In this episode we talk about the stigma of dementia with co-podcaster, Francis LeGasse.  Francis shares the story of how came to co-own and operate a unique model of care with Assured Assisted Living, and the flourishing Sevens Home Care, as we discuss the stigma so many families and older adults carry with the term “dementia.”

“Those with dementia are still people and they still have stories and they still have character and they are all individuals and they are all unique. And they just need to be interacted with on a human level.” 

Carey Mulligan


Below is a transcript of the episode, modified for your reading pleasure. For more information on the people and ideas in the episode, see the links at the bottom of this post.

Katherine:  Hi everybody and welcome to today’s podcast. Today I’m going to be interviewing our co-podcaster Francis LeGasse, CEO of Assured Assisted Living. So let’s kick it off. What is it that you want to challenge today, Francis?

Francis:  I want to peel back that stigma that we have about those living with dementia. We’re seeing more people with that diagnosis, yet we don’t always seem to be welcoming them into our worlds.

Katherine:  I have experienced with that with my mother who recently passed and so many people are dealing with it either in their own families or maybe their friends, families, people who are close to them. So I love that topic. Before you dive into that, tell us a little bit about who you are and your background and what brings you to this point where you want to challenge this.
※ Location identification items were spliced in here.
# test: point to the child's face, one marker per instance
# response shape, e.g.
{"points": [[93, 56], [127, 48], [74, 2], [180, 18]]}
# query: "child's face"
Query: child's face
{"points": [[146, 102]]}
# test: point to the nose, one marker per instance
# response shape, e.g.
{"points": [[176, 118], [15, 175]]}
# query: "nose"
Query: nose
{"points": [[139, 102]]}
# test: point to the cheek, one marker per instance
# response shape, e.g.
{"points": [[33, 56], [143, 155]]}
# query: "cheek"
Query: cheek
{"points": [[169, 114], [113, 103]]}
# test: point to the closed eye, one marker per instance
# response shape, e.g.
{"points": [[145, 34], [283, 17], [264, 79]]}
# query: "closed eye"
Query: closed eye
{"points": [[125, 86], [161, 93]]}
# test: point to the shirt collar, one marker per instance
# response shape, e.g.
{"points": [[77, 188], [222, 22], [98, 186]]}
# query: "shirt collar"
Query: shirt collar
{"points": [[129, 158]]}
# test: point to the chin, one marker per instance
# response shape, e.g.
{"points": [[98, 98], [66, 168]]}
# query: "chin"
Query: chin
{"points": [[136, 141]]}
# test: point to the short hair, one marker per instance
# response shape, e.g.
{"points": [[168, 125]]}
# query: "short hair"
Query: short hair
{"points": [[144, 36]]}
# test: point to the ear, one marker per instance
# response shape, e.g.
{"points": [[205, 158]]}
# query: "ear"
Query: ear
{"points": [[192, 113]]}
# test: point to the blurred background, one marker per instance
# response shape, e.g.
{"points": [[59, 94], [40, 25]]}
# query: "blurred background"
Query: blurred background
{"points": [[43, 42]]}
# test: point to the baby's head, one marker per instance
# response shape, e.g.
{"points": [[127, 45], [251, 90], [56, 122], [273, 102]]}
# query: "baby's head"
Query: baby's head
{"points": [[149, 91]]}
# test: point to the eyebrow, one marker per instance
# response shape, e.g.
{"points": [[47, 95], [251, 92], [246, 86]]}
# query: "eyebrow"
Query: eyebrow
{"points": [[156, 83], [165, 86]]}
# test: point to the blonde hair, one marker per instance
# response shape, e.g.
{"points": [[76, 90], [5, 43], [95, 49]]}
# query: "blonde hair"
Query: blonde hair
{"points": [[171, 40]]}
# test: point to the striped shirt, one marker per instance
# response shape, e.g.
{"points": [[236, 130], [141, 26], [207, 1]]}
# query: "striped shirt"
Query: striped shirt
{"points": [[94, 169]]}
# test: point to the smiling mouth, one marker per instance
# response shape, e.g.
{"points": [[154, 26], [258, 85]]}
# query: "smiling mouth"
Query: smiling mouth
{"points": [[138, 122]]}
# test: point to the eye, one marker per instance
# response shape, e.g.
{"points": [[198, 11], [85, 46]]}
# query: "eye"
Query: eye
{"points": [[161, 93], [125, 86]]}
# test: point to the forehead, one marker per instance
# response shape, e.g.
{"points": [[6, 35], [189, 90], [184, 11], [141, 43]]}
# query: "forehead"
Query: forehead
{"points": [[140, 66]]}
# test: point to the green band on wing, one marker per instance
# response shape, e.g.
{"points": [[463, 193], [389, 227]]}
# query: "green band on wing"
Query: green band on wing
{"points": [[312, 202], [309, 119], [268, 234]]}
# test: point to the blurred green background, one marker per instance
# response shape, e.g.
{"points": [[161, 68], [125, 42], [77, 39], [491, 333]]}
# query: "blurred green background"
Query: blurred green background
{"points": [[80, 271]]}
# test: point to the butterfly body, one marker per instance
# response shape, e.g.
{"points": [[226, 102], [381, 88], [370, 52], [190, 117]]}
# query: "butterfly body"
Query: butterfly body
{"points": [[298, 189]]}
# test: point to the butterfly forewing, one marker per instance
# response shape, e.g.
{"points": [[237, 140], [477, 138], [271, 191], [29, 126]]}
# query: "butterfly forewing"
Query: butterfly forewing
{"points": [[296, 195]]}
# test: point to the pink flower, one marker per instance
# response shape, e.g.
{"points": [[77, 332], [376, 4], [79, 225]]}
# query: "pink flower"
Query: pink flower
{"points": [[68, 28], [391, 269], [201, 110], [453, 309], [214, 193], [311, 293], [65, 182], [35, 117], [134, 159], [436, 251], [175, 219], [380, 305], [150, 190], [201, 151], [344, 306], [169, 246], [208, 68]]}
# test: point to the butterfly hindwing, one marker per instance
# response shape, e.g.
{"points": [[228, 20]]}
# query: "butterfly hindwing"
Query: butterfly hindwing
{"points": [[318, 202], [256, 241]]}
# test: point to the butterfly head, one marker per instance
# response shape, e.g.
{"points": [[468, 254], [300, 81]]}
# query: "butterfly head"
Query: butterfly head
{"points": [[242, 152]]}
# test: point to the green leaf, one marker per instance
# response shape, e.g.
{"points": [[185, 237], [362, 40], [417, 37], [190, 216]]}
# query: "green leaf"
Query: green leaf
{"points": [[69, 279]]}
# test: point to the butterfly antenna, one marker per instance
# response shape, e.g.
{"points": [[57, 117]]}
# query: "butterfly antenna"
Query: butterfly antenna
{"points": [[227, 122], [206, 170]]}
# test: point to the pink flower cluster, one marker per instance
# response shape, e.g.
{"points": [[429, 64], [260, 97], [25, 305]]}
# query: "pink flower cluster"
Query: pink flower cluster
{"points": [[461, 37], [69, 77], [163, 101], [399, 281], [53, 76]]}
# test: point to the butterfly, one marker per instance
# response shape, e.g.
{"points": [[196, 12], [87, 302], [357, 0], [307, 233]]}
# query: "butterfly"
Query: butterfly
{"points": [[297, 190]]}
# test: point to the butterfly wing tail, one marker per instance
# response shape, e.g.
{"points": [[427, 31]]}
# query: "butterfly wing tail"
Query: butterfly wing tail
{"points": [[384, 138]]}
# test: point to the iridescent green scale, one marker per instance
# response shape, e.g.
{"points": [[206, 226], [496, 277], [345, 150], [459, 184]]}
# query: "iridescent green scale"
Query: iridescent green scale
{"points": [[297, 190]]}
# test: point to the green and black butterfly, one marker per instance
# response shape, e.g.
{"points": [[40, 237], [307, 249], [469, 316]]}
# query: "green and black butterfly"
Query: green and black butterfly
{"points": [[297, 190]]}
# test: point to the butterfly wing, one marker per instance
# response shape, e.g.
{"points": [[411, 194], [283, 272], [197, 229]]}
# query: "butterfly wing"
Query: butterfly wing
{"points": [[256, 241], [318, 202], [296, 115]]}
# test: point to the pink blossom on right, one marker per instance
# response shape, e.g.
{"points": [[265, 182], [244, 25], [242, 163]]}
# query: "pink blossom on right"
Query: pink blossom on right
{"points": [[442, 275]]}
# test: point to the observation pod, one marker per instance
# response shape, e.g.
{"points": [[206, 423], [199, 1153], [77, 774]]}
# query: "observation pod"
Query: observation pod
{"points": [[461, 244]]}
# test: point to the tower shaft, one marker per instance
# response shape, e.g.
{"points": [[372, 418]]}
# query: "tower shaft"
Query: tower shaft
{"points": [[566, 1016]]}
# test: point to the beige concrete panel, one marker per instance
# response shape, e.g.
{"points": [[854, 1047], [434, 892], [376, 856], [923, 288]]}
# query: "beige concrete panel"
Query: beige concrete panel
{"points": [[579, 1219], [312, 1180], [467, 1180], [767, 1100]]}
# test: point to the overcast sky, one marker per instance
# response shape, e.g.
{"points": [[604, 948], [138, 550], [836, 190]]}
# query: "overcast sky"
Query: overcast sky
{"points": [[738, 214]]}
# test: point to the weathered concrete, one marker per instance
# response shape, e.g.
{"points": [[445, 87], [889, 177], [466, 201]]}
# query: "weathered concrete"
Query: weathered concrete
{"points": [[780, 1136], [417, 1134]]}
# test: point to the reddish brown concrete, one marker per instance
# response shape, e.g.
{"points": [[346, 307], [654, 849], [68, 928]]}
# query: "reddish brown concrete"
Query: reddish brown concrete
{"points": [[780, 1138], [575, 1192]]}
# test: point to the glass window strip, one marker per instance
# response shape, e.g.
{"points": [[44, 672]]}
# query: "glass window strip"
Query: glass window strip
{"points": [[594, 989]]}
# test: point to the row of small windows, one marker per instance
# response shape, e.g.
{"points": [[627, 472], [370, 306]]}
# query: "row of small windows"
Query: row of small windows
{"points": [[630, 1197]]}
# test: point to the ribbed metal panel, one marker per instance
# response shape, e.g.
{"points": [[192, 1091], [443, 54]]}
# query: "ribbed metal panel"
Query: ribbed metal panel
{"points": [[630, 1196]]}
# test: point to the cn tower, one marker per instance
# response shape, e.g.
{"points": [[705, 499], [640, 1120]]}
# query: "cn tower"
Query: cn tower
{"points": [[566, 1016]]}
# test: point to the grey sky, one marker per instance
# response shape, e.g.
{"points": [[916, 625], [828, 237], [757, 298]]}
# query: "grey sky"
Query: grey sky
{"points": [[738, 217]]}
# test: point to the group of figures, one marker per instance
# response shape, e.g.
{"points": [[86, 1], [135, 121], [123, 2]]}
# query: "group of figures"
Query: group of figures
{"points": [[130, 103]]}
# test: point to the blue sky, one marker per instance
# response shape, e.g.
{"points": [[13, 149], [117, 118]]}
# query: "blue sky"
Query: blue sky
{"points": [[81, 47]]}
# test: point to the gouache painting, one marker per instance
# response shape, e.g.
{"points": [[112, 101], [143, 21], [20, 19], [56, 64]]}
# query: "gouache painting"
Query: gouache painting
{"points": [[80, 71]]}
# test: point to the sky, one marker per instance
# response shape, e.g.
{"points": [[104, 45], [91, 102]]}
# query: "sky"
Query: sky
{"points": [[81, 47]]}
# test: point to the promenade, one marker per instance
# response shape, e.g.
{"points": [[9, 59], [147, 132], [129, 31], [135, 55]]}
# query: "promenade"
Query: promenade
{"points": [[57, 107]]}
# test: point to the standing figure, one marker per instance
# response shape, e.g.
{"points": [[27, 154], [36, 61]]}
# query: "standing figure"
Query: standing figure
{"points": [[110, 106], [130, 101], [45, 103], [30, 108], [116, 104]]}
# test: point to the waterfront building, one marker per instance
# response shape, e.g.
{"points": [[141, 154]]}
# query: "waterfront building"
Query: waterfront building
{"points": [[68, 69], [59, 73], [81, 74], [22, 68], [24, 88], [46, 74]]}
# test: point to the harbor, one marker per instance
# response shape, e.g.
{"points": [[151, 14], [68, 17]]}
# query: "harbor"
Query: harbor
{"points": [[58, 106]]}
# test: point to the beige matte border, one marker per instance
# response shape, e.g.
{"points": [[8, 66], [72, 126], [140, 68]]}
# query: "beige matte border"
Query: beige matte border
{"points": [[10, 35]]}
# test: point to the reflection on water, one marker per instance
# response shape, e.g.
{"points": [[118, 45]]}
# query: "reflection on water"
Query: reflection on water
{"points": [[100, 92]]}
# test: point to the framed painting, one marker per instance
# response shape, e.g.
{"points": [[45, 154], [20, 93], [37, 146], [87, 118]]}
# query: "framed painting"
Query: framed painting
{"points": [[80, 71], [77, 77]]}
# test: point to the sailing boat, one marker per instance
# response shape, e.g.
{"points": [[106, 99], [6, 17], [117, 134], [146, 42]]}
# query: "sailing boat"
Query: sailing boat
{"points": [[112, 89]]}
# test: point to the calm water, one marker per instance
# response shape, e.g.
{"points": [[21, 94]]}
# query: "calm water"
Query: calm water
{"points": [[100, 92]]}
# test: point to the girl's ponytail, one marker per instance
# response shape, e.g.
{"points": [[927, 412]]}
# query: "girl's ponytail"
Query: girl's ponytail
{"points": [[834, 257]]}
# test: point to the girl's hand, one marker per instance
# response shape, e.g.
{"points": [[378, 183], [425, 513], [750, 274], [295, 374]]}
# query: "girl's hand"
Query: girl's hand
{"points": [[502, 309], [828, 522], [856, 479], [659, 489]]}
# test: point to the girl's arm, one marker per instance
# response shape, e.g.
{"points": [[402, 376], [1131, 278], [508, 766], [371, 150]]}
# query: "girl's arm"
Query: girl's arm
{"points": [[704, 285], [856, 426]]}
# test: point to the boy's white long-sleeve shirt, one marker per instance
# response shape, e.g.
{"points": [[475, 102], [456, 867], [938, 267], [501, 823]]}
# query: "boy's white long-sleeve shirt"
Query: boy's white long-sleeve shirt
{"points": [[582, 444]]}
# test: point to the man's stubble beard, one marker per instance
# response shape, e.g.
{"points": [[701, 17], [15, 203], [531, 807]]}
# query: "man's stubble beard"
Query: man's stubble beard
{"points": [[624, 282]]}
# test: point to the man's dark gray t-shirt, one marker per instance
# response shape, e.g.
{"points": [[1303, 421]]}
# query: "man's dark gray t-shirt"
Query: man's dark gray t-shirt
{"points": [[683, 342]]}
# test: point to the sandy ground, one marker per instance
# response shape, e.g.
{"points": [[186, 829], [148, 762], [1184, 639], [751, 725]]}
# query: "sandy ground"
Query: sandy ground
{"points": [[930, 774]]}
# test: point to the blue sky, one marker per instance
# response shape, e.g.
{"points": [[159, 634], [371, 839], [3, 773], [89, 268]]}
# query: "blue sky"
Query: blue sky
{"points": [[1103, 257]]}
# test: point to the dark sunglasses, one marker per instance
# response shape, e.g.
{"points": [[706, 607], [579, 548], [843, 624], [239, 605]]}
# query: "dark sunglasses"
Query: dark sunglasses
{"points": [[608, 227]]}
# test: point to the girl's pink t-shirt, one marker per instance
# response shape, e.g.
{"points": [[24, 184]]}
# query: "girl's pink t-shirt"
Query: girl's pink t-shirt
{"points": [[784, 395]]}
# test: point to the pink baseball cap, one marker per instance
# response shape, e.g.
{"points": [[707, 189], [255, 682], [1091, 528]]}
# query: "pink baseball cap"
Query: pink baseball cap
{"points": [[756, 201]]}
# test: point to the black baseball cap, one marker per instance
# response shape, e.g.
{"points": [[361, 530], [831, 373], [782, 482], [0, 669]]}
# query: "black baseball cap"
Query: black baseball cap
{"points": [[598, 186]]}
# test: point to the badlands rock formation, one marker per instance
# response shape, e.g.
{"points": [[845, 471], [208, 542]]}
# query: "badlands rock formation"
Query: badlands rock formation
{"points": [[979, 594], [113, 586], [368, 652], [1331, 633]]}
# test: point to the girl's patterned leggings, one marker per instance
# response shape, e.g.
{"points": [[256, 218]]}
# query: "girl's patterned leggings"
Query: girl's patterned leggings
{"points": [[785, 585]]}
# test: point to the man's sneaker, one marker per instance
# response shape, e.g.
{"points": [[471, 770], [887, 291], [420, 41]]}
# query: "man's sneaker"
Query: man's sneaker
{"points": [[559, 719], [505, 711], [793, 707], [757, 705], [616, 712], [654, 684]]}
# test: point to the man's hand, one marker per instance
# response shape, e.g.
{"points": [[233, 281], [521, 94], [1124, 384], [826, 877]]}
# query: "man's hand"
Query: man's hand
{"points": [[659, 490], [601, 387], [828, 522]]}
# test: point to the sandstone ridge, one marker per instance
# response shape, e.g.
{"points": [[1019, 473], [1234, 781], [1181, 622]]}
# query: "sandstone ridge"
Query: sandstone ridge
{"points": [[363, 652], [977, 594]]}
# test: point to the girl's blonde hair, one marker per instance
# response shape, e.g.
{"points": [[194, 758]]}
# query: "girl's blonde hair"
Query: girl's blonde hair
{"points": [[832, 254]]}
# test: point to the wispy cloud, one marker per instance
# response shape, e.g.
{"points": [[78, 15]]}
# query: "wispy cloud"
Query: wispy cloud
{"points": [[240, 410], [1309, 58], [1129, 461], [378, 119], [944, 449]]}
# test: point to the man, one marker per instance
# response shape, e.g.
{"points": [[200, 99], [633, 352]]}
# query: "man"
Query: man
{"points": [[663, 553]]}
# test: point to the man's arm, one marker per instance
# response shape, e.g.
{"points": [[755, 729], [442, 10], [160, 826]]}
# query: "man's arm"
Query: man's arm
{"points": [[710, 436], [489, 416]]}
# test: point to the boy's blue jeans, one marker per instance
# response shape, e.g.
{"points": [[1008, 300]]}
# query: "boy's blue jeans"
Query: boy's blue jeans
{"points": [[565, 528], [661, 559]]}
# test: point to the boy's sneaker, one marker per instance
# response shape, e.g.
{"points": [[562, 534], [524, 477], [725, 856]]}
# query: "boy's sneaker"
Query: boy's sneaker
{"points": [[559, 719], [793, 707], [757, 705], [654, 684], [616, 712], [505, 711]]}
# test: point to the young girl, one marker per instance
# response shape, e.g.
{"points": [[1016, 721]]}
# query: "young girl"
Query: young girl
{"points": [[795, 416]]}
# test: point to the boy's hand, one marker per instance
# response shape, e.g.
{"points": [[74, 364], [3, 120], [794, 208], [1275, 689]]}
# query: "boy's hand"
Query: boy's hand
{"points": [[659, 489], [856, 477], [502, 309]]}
Francis:  It all started with the desire to do something more. I have a physics degree and some health sciences, and I take an engineering kind of problem-solving approach. Looking at things outside the box. And it really started hitting me when I saw my grandparents’ age. That was really my first experience of seeing the aging process. Seeing my paternal grandfather get diagnosed with Parkinson’s and my maternal grandfather getting diagnosed with dementia, and just seeing how life changes when you get a diagnosis that you can’t cure. I think we’re really used to taking two pills for that cough. What do we do with people that can live a while, yet we can’t really cure what they have? I was mid-twenties when I was first exposed to that.

Katherine:  You raise a good point. We can’t fix this one. We’ll have a woman in a future podcast who talked about the idea of our life span versus our health span. Our life span is increasing as we all know at our health span is not increasing at the same rate. We’ve heard that if you live long enough, you’re likely going to have dementia. So what do we do with that? Your grandparents are the inspiration behind what you’re doing. Tell us more about what you’re doing.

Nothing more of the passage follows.